The main driver of the start-up is contributing to more sustainable agricultural production and tackling the world hunger:
“My main motivation is no hunger (SDG 2), because I want to increase agricultural production in a sustainable way. This is my critical point. When you work in the field of organic agriculture, you often come to the point that you have a lack of waste resources that you can convert to organic fertiliser. And this is how we started thinking about human excreta because that is an available organic waste source and they are rich in nutrients,”
Katharina stated.

ClimEtSan is cooperating with the patent holder of the stoves, who supports the start-up with his profound experience and expertise. Also they collaborate with another start-up, which is doing consultancy on life cycle assessment for companies, products and processes, especially with regard to greenhouse gas emissions.

Next Steps at ClimEtSan-OnTheGround

The start-up plans to produce and sell the stoves on a larger scale in their partner countries. Starting with Ethiopia, they will build stove workshops, where they train young people and women in producing the stoves, and establish a marketing and sales infrastructure. Thereby they are improving living conditions and creating new job opportunities. Currently, ClimEtSan already has established a pilot workshop in a rural town in Ethiopia and distributed the stoves to a number of test households.

The next step will be the establishment of eco-sanitation facilities as well recycling sites for the fertilizer production. ClimEtSan will collect the full buckets from the toilets, other organic wastes from households and the biochar from the stove users and convert these resources into hygienically safe, nutrient- and carbon-rich fertilizer. This biochar-fertilizer will be part of regenerative, climate-smart agriculture programs that ClimEtSan will conduct in a further step together with smallholder farmers.

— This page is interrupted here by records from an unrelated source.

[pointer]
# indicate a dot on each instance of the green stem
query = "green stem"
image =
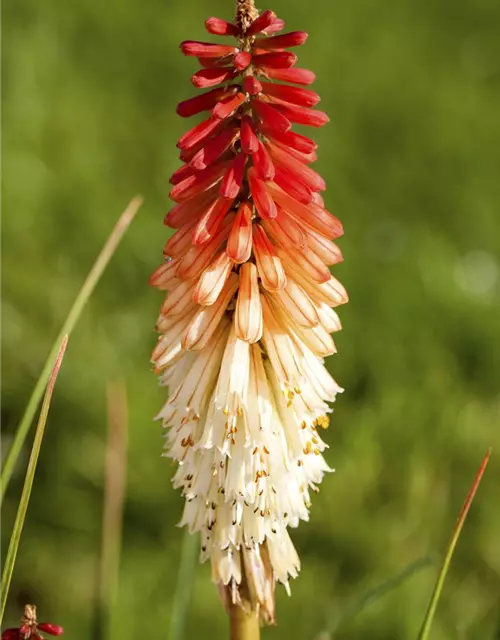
(184, 588)
(75, 312)
(28, 482)
(426, 627)
(243, 625)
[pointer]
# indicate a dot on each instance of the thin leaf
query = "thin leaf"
(426, 627)
(28, 482)
(374, 594)
(85, 292)
(114, 496)
(184, 588)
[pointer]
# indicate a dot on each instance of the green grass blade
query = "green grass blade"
(426, 627)
(114, 497)
(84, 294)
(185, 583)
(374, 594)
(28, 482)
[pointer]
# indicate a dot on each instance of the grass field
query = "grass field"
(412, 159)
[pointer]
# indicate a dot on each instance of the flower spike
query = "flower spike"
(246, 324)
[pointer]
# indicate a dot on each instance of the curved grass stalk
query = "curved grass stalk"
(431, 610)
(28, 482)
(84, 294)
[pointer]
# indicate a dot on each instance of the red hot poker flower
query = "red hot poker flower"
(247, 321)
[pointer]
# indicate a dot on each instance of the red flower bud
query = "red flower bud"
(51, 629)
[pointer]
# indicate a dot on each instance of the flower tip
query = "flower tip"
(51, 629)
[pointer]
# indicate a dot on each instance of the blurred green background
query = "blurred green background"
(412, 160)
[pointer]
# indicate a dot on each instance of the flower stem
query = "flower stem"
(244, 626)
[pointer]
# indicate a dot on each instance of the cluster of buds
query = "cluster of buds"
(30, 629)
(246, 324)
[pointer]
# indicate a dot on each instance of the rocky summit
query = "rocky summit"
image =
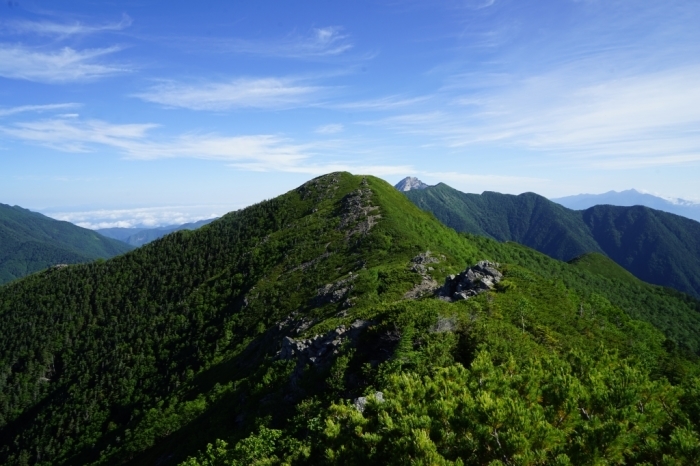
(312, 329)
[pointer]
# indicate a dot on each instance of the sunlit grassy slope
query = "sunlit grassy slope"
(151, 356)
(655, 246)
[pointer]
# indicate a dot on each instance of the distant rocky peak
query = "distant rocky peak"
(409, 183)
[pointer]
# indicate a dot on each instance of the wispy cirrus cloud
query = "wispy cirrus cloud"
(236, 93)
(640, 120)
(260, 152)
(36, 108)
(382, 103)
(62, 30)
(321, 42)
(332, 128)
(59, 66)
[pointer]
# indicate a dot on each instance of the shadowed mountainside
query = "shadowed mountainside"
(657, 247)
(30, 242)
(309, 329)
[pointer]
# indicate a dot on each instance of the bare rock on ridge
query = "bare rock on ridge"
(473, 281)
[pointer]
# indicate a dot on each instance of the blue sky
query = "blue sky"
(133, 112)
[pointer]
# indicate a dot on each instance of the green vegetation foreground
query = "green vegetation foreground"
(254, 339)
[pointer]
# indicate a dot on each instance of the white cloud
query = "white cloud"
(134, 141)
(64, 65)
(48, 28)
(322, 42)
(35, 108)
(143, 217)
(576, 117)
(312, 168)
(238, 93)
(261, 152)
(69, 135)
(330, 129)
(383, 103)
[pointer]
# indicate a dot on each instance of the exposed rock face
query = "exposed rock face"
(335, 292)
(427, 284)
(358, 213)
(319, 349)
(473, 281)
(410, 183)
(360, 402)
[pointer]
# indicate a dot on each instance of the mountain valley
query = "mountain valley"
(329, 326)
(655, 246)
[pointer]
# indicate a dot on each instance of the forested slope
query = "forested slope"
(139, 236)
(30, 242)
(657, 247)
(262, 328)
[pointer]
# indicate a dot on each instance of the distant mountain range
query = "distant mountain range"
(140, 236)
(655, 246)
(30, 241)
(409, 183)
(315, 329)
(629, 198)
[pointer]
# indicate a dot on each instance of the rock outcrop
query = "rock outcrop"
(358, 214)
(428, 284)
(335, 292)
(320, 349)
(473, 281)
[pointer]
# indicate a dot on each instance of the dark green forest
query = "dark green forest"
(655, 246)
(30, 242)
(182, 352)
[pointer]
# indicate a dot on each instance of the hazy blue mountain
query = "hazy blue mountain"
(140, 236)
(629, 198)
(409, 183)
(312, 329)
(30, 241)
(657, 247)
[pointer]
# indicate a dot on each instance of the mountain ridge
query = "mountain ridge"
(140, 236)
(629, 198)
(658, 247)
(268, 335)
(30, 242)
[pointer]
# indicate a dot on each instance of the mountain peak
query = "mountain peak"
(409, 183)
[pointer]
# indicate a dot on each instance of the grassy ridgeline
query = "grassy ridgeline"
(151, 356)
(655, 246)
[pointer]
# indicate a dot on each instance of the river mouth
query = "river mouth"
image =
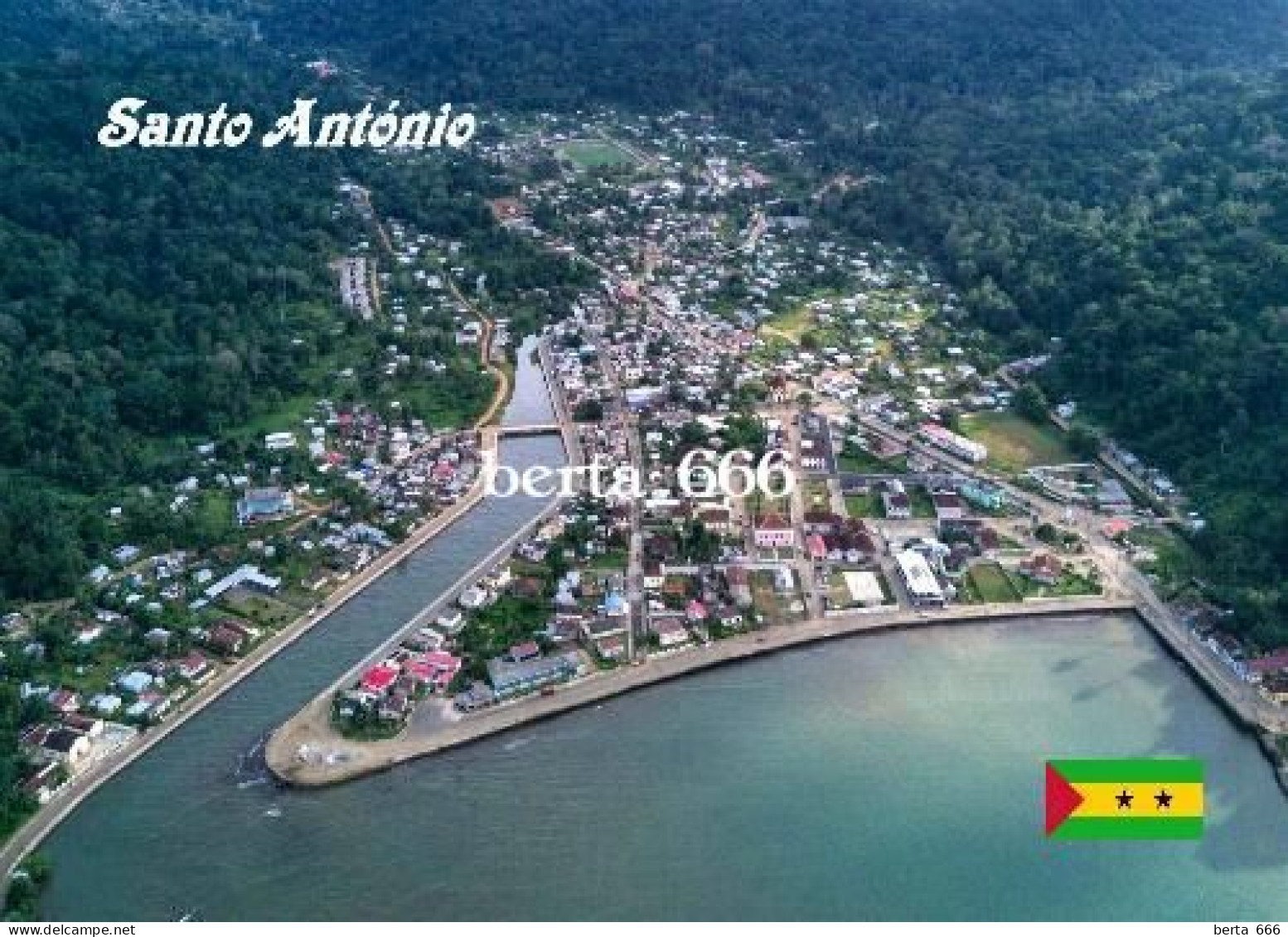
(827, 781)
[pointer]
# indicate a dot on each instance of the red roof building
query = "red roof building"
(379, 679)
(816, 548)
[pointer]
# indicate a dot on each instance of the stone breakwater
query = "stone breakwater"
(307, 752)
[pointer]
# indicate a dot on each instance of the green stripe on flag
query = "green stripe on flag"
(1131, 770)
(1130, 828)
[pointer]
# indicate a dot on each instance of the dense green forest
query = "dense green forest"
(1106, 172)
(1111, 172)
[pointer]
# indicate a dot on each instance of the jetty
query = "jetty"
(308, 752)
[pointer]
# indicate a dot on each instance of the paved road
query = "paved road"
(351, 760)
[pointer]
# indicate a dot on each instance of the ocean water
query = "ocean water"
(886, 776)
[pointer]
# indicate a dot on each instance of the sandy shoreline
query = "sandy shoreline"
(346, 760)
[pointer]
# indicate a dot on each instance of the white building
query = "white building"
(918, 578)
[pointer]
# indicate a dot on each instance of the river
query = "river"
(888, 776)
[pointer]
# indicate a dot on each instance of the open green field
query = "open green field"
(594, 153)
(864, 505)
(1071, 585)
(992, 585)
(1014, 443)
(790, 326)
(863, 462)
(259, 609)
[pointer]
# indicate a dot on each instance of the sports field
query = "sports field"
(1015, 443)
(594, 153)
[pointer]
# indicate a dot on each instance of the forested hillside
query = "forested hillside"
(1111, 172)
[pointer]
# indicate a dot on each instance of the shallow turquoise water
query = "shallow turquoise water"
(888, 776)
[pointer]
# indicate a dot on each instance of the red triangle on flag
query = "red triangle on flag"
(1062, 799)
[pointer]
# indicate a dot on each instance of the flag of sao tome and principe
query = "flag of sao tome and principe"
(1125, 798)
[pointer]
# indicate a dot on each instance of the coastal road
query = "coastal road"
(349, 760)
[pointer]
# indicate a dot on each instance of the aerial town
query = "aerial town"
(724, 326)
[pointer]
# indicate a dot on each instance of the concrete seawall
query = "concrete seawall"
(351, 760)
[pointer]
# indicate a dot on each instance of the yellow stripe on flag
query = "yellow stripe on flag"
(1158, 799)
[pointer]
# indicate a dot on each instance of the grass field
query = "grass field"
(992, 585)
(1014, 443)
(790, 326)
(594, 153)
(259, 609)
(863, 462)
(864, 505)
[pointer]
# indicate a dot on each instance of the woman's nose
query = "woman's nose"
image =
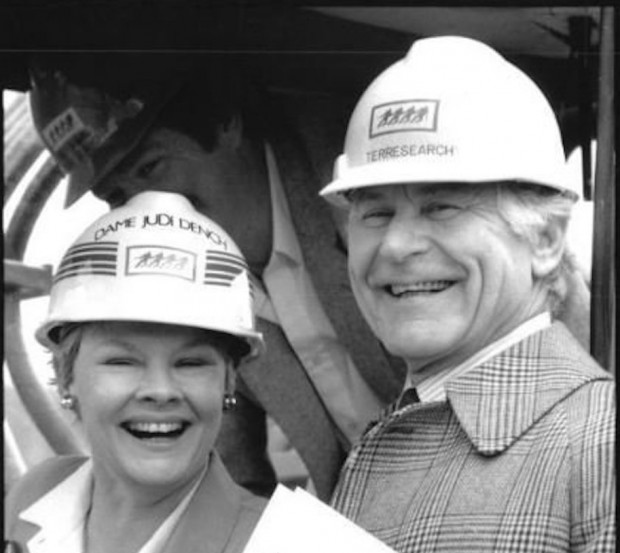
(159, 385)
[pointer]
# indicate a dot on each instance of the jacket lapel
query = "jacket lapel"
(208, 523)
(502, 398)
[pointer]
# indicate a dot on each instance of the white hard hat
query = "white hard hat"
(155, 259)
(453, 110)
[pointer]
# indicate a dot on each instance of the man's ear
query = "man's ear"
(230, 134)
(548, 250)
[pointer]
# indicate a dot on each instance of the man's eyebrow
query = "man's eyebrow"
(369, 193)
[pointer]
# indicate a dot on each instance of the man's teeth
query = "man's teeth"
(425, 286)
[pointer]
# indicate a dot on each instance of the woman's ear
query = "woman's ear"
(548, 250)
(230, 378)
(230, 135)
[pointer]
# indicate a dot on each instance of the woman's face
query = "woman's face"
(150, 399)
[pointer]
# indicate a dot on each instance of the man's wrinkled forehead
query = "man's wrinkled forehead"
(417, 189)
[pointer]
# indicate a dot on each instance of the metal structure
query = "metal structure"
(332, 52)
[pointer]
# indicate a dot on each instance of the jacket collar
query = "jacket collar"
(213, 511)
(500, 399)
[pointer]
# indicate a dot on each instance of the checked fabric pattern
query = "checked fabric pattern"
(519, 459)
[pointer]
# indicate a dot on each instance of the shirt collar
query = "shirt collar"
(433, 387)
(74, 494)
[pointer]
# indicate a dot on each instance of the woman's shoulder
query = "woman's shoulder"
(39, 480)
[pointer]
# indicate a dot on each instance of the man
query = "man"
(120, 124)
(192, 126)
(453, 174)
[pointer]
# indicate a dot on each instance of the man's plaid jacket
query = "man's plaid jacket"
(520, 458)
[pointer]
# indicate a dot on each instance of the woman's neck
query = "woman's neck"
(122, 517)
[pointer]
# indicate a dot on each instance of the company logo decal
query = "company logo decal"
(89, 258)
(404, 116)
(161, 260)
(222, 268)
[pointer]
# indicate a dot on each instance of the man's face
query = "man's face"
(227, 185)
(437, 273)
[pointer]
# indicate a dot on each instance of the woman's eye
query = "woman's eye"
(190, 362)
(119, 361)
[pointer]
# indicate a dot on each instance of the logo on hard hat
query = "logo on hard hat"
(161, 260)
(404, 116)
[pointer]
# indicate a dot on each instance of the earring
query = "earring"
(229, 402)
(67, 401)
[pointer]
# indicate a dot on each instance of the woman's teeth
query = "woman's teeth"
(155, 429)
(430, 286)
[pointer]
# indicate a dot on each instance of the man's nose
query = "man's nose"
(407, 235)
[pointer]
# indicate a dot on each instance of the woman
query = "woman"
(148, 376)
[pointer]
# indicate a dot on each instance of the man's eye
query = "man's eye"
(441, 210)
(376, 216)
(147, 168)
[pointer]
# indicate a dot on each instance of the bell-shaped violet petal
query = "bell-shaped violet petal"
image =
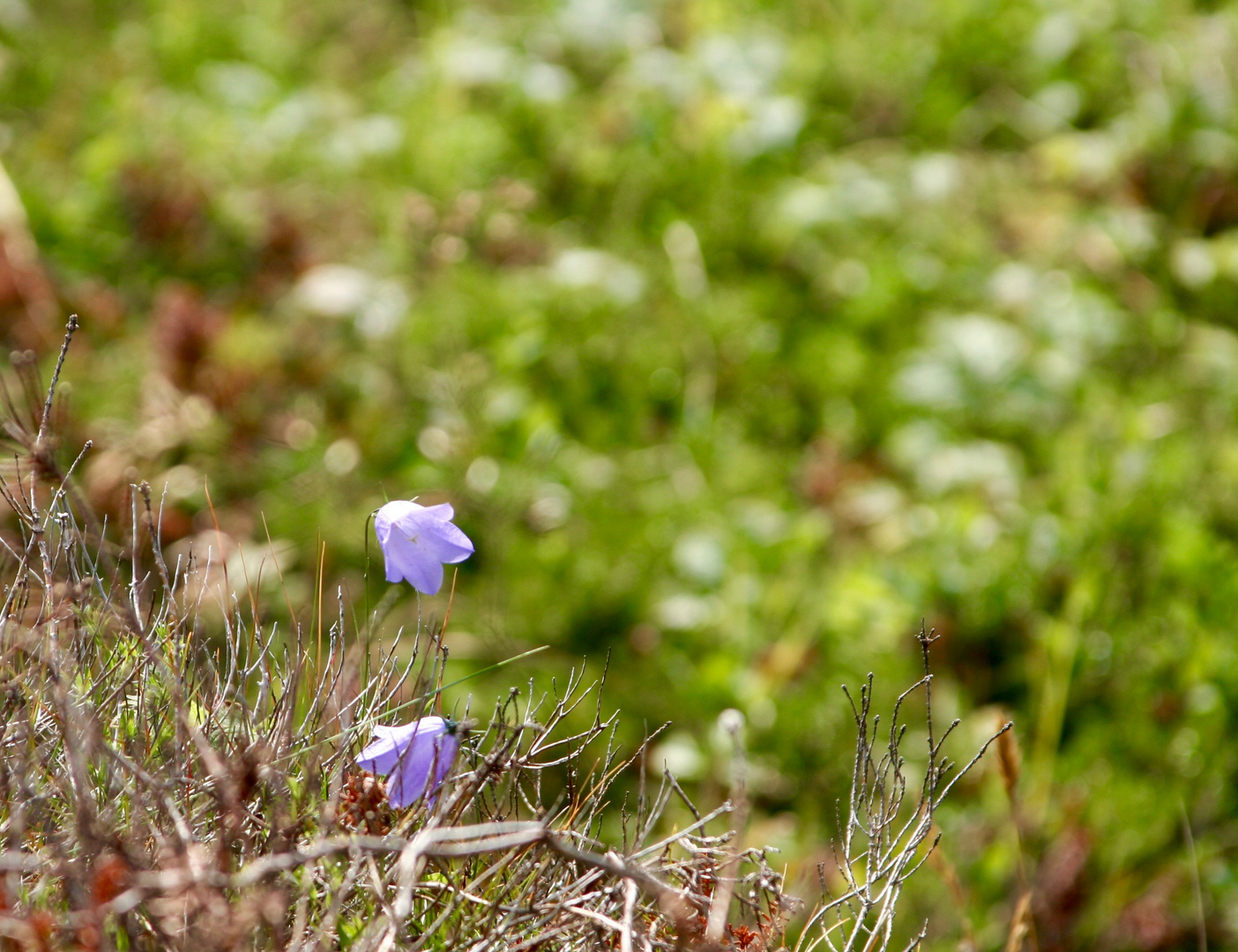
(417, 540)
(417, 756)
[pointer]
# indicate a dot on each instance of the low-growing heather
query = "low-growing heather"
(178, 771)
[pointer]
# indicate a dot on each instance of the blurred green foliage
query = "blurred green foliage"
(743, 337)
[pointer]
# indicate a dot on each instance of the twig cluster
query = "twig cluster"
(884, 838)
(177, 774)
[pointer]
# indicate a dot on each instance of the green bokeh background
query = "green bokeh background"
(742, 336)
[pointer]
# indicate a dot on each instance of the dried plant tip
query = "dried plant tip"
(1009, 758)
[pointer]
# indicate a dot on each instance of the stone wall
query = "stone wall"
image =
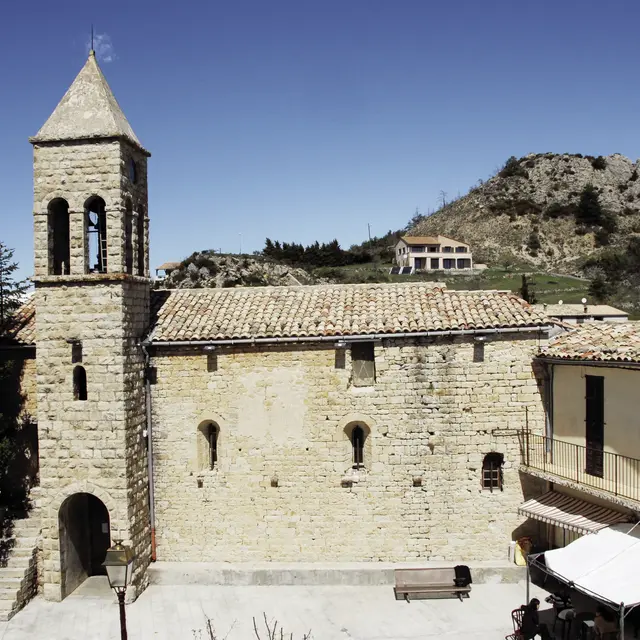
(283, 488)
(95, 445)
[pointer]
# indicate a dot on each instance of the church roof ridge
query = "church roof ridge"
(88, 110)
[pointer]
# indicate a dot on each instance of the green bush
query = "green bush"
(602, 237)
(513, 168)
(533, 243)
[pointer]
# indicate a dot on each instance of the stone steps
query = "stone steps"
(18, 578)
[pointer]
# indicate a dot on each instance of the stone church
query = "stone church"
(329, 423)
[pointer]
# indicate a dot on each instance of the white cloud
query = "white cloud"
(103, 47)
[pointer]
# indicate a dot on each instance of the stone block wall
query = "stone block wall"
(95, 445)
(283, 487)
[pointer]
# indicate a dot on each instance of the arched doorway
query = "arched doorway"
(84, 539)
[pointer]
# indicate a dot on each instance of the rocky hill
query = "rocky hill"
(548, 210)
(209, 270)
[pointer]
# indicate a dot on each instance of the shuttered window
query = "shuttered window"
(363, 364)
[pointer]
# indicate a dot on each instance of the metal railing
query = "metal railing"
(590, 466)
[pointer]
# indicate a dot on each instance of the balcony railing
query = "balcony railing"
(589, 466)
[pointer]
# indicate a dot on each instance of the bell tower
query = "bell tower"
(92, 309)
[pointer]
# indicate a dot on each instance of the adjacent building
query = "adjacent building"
(589, 454)
(433, 253)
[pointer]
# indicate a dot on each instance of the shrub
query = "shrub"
(557, 210)
(590, 213)
(533, 243)
(513, 168)
(599, 290)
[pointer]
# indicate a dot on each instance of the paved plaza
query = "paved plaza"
(330, 612)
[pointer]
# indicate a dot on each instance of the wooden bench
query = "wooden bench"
(428, 583)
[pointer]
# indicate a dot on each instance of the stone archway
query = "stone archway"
(85, 537)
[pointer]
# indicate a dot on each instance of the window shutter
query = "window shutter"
(363, 364)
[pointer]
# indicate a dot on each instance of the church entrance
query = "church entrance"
(84, 539)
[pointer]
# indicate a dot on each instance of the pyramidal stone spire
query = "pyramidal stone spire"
(88, 110)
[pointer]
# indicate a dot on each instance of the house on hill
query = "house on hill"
(433, 253)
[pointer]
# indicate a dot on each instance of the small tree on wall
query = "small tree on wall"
(15, 426)
(11, 290)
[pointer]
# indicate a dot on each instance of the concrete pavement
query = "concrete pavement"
(330, 612)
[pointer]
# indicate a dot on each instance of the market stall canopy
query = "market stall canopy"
(571, 513)
(603, 564)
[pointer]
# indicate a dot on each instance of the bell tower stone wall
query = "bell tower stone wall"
(91, 315)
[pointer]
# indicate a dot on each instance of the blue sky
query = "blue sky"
(307, 119)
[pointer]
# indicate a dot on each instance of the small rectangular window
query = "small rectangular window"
(363, 364)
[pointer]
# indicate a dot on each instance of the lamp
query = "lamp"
(119, 565)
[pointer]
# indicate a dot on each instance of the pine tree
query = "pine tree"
(11, 291)
(526, 291)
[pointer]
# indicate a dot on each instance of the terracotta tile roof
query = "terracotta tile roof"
(22, 328)
(601, 341)
(429, 240)
(331, 310)
(420, 239)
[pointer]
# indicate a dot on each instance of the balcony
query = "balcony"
(607, 473)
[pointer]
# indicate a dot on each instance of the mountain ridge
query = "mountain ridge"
(535, 211)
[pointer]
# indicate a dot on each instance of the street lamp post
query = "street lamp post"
(119, 564)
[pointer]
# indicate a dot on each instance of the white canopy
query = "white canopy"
(603, 564)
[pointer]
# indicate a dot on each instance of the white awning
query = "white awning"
(571, 513)
(604, 564)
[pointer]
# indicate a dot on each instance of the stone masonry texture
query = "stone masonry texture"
(284, 414)
(96, 445)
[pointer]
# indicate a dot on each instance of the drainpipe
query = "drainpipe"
(152, 506)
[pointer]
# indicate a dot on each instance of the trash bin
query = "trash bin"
(523, 548)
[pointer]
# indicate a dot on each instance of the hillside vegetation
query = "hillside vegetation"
(552, 212)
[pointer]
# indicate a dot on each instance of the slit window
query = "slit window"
(357, 443)
(79, 383)
(96, 228)
(141, 242)
(208, 433)
(363, 364)
(59, 238)
(128, 238)
(492, 472)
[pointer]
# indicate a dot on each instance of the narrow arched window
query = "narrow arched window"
(212, 438)
(141, 242)
(128, 238)
(79, 383)
(96, 247)
(208, 446)
(357, 443)
(59, 238)
(492, 471)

To do this, ClimEtSan is currently working on registering a subsidiary company in Ethiopia. After that, the start-up wants to certify the stoves and obtain the gold standard for carbon credits, which they will sell.

ClimEtSan’s work is not restricted to any country. They are also consulting companies in conducting climate project in Europe and open to expand to other countries in the Global South. They already have contacts in sub-Saharan Africa, but also to India.

With their innovative approach, ClimEtSan-OnTheGround, who joined the ISC3 Global Start-up Service in July 2023, is actively contributing to SDG 2 (no hunger), and SDG 6 (clean water and sanitation), SDG 7 (clean and affordable energy), SDG 13 (climate action).